The authority acted after the nine-member City Council, following the wishes of Seattle Mayor Greg Nickels, voted unanimously to deny needed permits.

Members said they did so because of huge cost overruns in the projected cost of the line, slated to run from north Seattle, along Elliott Bay, just past the landmark Space Needle, through downtown, past the city's football and baseball stadiums, and over the bridge into the city's West Seattle neighborhood.

"It was a great dream, but the facts are in, and it's time to stop the squandering of millions on pie-in-the-sky projections," said Councilman Richard McIver. "It's over."

Not quite.

As Seattle Weekly Editor Knute Berger put it: Nickels "didn't kill the project, but he put a pillow over its face." Voters, Berger added, will decide whether to "finish the job."

With swallows-to-Capistrano regularity, the monorail idea has gotten public backing here, then been bogged down in squabbles over just how much it would cost and who should pay for it.

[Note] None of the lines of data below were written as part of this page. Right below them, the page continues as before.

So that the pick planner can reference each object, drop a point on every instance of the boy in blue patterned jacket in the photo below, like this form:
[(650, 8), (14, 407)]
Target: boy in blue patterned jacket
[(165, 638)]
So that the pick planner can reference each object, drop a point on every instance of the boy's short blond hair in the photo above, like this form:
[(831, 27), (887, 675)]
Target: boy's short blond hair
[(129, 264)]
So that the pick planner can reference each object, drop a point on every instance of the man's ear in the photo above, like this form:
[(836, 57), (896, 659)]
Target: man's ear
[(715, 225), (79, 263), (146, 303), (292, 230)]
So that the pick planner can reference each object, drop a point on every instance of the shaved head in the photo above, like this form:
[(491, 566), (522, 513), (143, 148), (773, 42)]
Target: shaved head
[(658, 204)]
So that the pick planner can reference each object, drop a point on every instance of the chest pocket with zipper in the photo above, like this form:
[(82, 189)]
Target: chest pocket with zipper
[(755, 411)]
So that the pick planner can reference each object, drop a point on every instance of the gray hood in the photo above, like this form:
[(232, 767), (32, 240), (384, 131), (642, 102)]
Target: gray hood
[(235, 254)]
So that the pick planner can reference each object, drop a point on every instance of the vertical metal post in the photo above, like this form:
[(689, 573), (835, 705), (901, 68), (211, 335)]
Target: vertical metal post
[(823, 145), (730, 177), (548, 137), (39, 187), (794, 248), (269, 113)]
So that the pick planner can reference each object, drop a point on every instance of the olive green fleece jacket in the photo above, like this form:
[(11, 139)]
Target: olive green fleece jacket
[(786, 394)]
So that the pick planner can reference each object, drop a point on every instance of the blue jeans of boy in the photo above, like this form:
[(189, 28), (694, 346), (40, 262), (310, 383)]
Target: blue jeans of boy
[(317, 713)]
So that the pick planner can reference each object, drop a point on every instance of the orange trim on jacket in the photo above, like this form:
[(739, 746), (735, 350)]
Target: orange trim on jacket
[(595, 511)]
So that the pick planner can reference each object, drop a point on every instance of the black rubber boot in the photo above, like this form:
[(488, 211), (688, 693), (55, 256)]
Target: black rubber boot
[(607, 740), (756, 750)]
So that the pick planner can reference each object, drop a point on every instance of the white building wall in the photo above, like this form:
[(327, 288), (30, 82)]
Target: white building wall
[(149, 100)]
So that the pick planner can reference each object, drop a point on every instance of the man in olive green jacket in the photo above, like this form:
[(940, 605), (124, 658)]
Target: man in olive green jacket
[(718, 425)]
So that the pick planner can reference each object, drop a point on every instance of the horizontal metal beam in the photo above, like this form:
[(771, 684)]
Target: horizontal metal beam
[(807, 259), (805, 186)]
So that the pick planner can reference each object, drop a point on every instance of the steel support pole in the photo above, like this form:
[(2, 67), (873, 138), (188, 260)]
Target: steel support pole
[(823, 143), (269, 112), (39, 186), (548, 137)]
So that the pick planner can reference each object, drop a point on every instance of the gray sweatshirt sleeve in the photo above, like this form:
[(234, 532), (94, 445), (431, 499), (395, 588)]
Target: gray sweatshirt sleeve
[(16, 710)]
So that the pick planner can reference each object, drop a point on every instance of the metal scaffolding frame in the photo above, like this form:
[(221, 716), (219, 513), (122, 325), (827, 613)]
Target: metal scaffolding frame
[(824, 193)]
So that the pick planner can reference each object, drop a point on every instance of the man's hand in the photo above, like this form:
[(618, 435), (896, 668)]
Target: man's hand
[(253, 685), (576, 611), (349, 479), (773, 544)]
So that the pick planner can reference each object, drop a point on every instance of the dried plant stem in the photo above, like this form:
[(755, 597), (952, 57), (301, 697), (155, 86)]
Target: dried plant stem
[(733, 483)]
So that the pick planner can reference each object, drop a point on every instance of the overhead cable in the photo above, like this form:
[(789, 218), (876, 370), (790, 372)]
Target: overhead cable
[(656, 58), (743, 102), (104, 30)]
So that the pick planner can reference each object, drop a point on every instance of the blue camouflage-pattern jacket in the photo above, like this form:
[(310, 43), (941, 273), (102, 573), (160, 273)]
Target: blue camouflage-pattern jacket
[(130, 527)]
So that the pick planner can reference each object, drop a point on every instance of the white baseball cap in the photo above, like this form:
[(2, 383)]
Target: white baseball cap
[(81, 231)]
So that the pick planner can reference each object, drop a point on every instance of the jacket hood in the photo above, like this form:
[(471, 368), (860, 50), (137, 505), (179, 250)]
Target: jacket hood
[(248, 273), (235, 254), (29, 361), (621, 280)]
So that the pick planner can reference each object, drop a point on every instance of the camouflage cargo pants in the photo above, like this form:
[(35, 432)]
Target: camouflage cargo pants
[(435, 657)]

The monorail proposals call for expanding the existing 1.2-mile line that runs from downtown to the Space Needle, which was a futuristic hit when it was built for the 1962 World's Fair. While the line is still a popular tourist attraction, no one considers it a major solution to the city's growing traffic congestion.

In an effort to create a transit alternative, voters in 1997 approved exploring creation of a 40-mile citywide monorail system; in 2000 they voted to accelerate planning efforts.